Word gender bias

POS
- Verb/adjectives
- Nouns

Read in model data

This is with 10 runs per model each.

model_biases <- read_csv(here('data/processed/other/tidy_gender_scores_10.csv')) %>%
  mutate(window_size = 10) %>%
  bind_rows( read_csv(here('data/processed/other/tidy_gender_scores_5.csv')) %>%
  mutate(window_size = 5)) %>%
  bind_rows( read_csv(here('data/processed/other/tidy_gender_scores_20.csv')) %>%
  mutate(window_size = 20))
  # bind_rows( read_csv(here('data/processed/other/tidy_gender_scores_40.csv')) %>%
  #mutate(window_size = 40))


model_biases %>%
  mutate(path_short = basename(path))  %>%
  group_by(path_short, window_size, model_type)%>%
  multi_boot_standard(col = "male_score") %>%
  ggplot(aes(x = path_short, y = mean, color = model_type)) +
  geom_pointrange(aes(ymin = ci_lower, ymax = ci_upper)) +
  geom_hline(aes(yintercept = 0), linetype = 2)+
  facet_wrap(~window_size) +
  theme_classic() +
  theme(axis.text.x = element_text(angle = 90, hjust = 1))

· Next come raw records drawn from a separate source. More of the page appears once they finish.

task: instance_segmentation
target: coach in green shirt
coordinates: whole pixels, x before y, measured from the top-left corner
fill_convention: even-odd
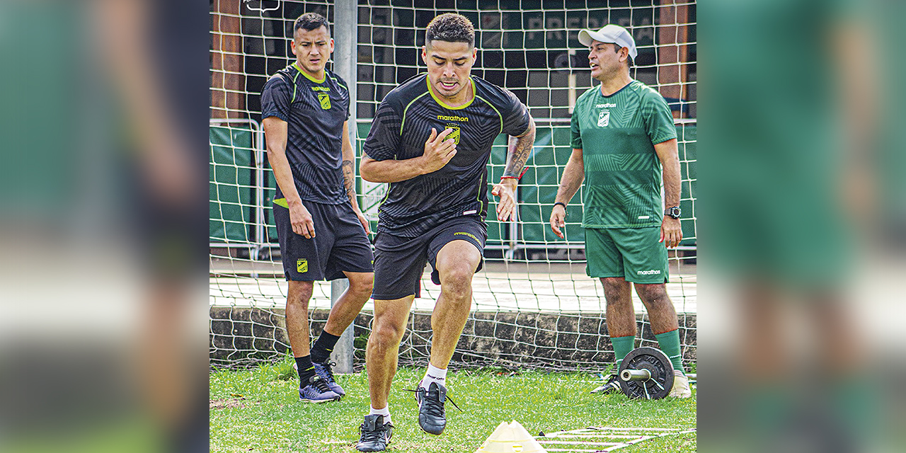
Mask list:
[[[551,228],[564,237],[566,204],[584,180],[586,271],[601,278],[604,287],[607,330],[617,366],[635,342],[631,283],[648,310],[660,349],[673,363],[670,396],[688,398],[691,393],[682,371],[677,314],[664,284],[667,247],[682,239],[673,117],[658,92],[630,77],[631,59],[637,53],[625,28],[609,24],[598,31],[582,30],[579,42],[588,46],[592,77],[601,85],[576,101],[573,154],[557,190]],[[619,389],[615,375],[605,387]]]

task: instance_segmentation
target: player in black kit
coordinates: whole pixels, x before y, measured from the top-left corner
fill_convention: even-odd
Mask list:
[[[371,410],[361,451],[381,451],[392,433],[388,397],[400,342],[425,264],[440,284],[431,315],[430,362],[416,390],[419,424],[446,426],[447,366],[472,302],[472,275],[487,237],[487,161],[497,135],[510,136],[506,169],[492,194],[497,218],[516,218],[516,186],[535,141],[528,109],[507,90],[469,76],[477,49],[466,17],[445,14],[428,25],[428,73],[396,87],[378,107],[361,173],[390,183],[379,210],[374,255],[374,324],[366,363]]]
[[[326,402],[345,395],[333,379],[330,353],[371,294],[371,247],[355,197],[349,91],[325,68],[333,52],[327,19],[299,16],[292,43],[296,61],[265,84],[261,117],[277,182],[274,220],[289,281],[286,333],[299,370],[299,399]],[[313,281],[344,276],[349,289],[310,349]]]

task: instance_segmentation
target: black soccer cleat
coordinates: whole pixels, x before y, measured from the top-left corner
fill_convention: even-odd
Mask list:
[[[393,425],[384,423],[384,416],[366,415],[365,421],[359,427],[359,443],[355,448],[359,451],[383,451],[393,437]]]
[[[308,379],[308,385],[299,388],[299,400],[304,402],[339,401],[340,395],[331,390],[327,381],[315,374]]]
[[[415,400],[419,403],[419,426],[429,434],[439,435],[444,432],[444,428],[447,427],[444,401],[449,400],[447,397],[447,388],[437,382],[431,382],[428,390],[419,387],[414,391]],[[459,409],[453,400],[450,400],[450,402],[456,409]]]

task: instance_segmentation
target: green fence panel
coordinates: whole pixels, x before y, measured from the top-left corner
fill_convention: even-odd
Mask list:
[[[249,242],[255,188],[252,131],[247,127],[208,129],[208,217],[211,242]]]

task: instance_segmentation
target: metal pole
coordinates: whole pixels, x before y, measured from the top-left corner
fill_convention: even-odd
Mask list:
[[[352,149],[356,148],[355,135],[358,127],[356,118],[356,60],[358,55],[358,26],[359,5],[355,0],[337,0],[333,10],[333,72],[346,81],[349,89],[349,111],[352,120],[349,121],[349,140]],[[342,24],[342,26],[338,26]],[[331,306],[349,287],[346,279],[334,280],[331,284]],[[352,328],[353,322],[343,331],[342,335],[333,347],[331,360],[336,362],[333,371],[337,373],[349,374],[352,372]]]

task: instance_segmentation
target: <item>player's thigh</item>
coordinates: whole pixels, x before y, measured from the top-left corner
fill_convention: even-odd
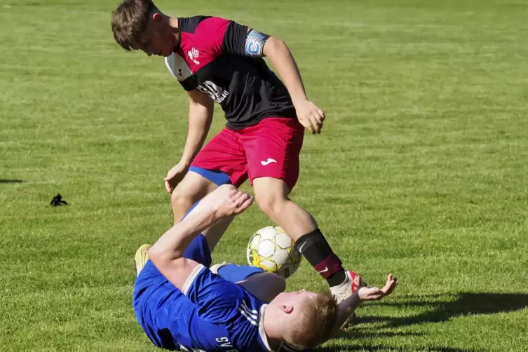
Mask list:
[[[222,172],[236,187],[248,179],[246,154],[235,133],[224,128],[210,140],[193,161],[191,168]]]
[[[304,130],[295,119],[269,118],[241,134],[251,184],[259,177],[283,181],[291,191],[299,179]]]

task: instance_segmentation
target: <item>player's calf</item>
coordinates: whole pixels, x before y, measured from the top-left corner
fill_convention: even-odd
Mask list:
[[[353,271],[345,271],[312,215],[288,198],[285,183],[262,177],[253,180],[253,187],[262,211],[296,242],[299,251],[327,280],[338,302],[355,292],[360,285],[353,279],[360,278]]]
[[[187,172],[170,194],[174,223],[180,222],[194,203],[217,187],[212,180],[196,172]]]

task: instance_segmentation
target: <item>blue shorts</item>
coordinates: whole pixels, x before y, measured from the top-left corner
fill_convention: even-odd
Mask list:
[[[184,257],[194,260],[205,267],[210,266],[211,252],[203,235],[198,235],[191,242],[184,253]],[[262,272],[264,272],[264,270],[255,266],[227,264],[220,268],[218,274],[226,280],[237,283]],[[187,297],[163,276],[152,261],[149,260],[134,285],[133,305],[138,320],[142,314],[142,307],[145,306],[146,299],[161,302],[169,297],[171,299],[181,301],[182,304],[188,304],[189,302]],[[140,323],[141,324],[141,321]]]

# take mean across model runs
model_scores <- model_biases %>%
  group_by(model_type, window_size, word) %>%
  summarize(male_score = mean(male_score))
           # female_target = mean(female_target),
           # male_target = mean(male_target)) %>%
#    mutate(female_target = log(1-female_target),
        #   male_target = log(1-male_target))

Merge with human data

GENDER_NORMS <- here("data/processed/words/gender_ratings_mean.csv")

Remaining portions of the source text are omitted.